The “mental imagery” (Author, 2015), in Ilana’s case is rich in information on her life history. It provides a useful context with which to understand many underlying issues. Ilana describes her early childhood as idyllic (Author, 2015). She describes memories of her extended family and summer vacations at her grandparents’ lake house (Author, 2015). She describes details of an incident when she was five, of being fondled by an uncle, although states her memory of this incident is vague (Author, 2015). Regarding her eating disorder history, she reports the positive comments from family that encouraged her to maintain these weight loss efforts (Author, 2015). Finally, the early years of her marriage are filled with memories of loneliness and isolation (Author, 2015). She describes a difficulty pregnancy, while her husband is away at basic training, and then an extended assignment in Spain during this time (Author, 2015).


Ilana describes  an extended history of depression, self-harm, and anorexia. Her self-talk reflects feelings of self-doubt as she describes her inadequacies as a mother, wife. Distant memories of her childhood with older sister Reyana also reflect this pattern, particularly when she describes herself as “the ugly duckling” (Author, 2015). Ilana’s cognitive skills do not currently reflect a great deal of self-awareness. Instead, Illana is highly resistant to therapy, and has only sought counseling upon her doctor’s assistance. Additionally, she doesn’t display a high degree awareness or self-responsibility regarding her eating disorder, cutting behavior, and suicidal thoughts. Her current mindset is overwhelmed by feelings of depression, loneliness, and inadequacy.


Not much is mentioned about Ilana’s spiritual and religious background. While her early childhood is described as idyllic and involving an extended family with “rich cultural traditions” (Author, 2015), nothing is known about religious aspects of her background.

Interpersonal, Social & Cultural

Ilana is a 28-year-old married mother of two young children ages five and three. (Author, 2015) She is of Hispanic descent and grew up in the Midwest with an older sister in a multigenerational setting. (Author, 2015) She graduated with a Bachelor’s degree in psychology and met her husband, David, in College (Author, 2015). According to the case study she was raised in a large family that is “rich with cultural traditions” (Author, 2015).

Drug & Biological

Ilana describes a history of cutting and is grossly underweight (Author, 2015). Additionally, it appears she has an extensive eating disorder and self-harming history (Author, 2015). In addition to being prescribed antidepressants, she has been hospitalized several times for suicidal behavior (Author, 2015). Finally it is important to note she was unwilling to contract for safety while visiting with her base doctor recently (Author, 2015)

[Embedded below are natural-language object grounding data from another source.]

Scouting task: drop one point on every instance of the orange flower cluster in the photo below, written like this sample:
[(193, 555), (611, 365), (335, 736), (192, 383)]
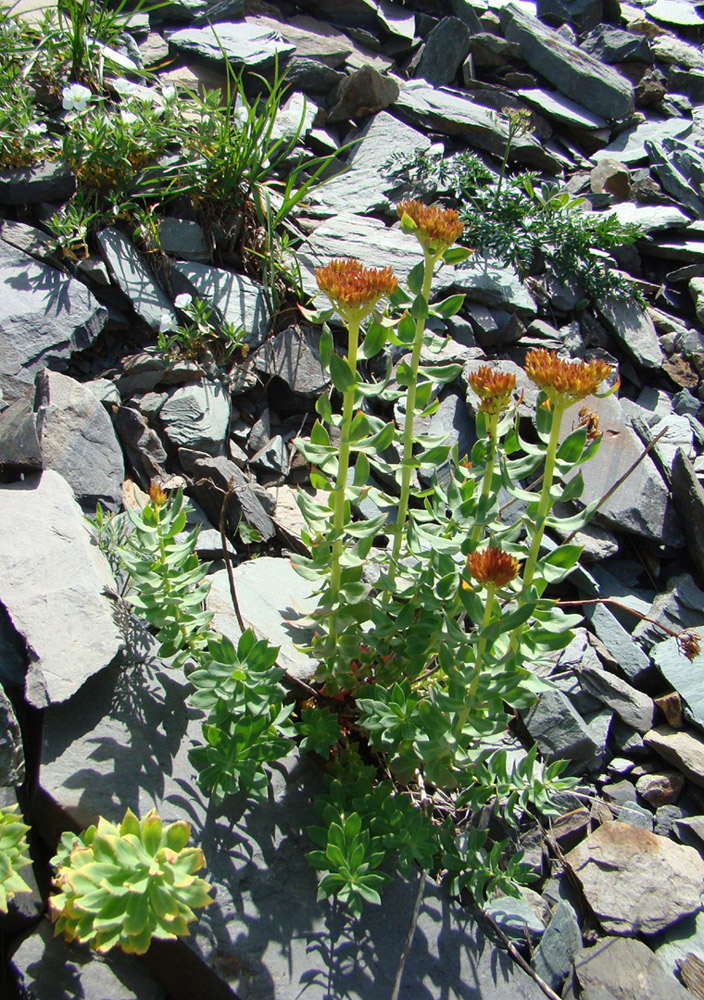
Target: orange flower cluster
[(350, 285), (568, 380), (493, 387), (157, 495), (492, 566), (438, 228)]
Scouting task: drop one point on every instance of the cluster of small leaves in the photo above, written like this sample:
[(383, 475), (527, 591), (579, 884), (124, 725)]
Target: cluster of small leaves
[(121, 886), (170, 585), (533, 227), (248, 722), (13, 855)]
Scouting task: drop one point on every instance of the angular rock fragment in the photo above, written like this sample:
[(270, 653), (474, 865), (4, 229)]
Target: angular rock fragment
[(637, 882)]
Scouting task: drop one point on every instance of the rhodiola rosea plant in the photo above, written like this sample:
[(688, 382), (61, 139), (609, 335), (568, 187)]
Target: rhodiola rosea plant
[(431, 613)]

Is This List Comprehensive?

The final part of this discussion board assignment requires us to comment on how comprehensive the BASIS SID assessment is. Firstly, regarding the case study above, the BASIS SID assessment provides a good preliminary overview of presenting issues. Further assessments are naturally critical to define the specific nature of her issues. I would like to assess her eating disorder and depression more closely. Finally, her history of self-harm is also quite concerning and requires closer examination. However, when utilized to develop a “comprehensive problem list”, this assessment method is quite useful. The one caveat I might include, is that the level of experience of its user determines the effectiveness of this tool.


Author, (2015) Case Study – Illana. Retrieved from:
Ingram, B.L. (2012). Clinical Case Formulations: Matching the Integrative Treatment
​Plan to the Client. (2nd ed.). Hoboken, NJ: Wiley.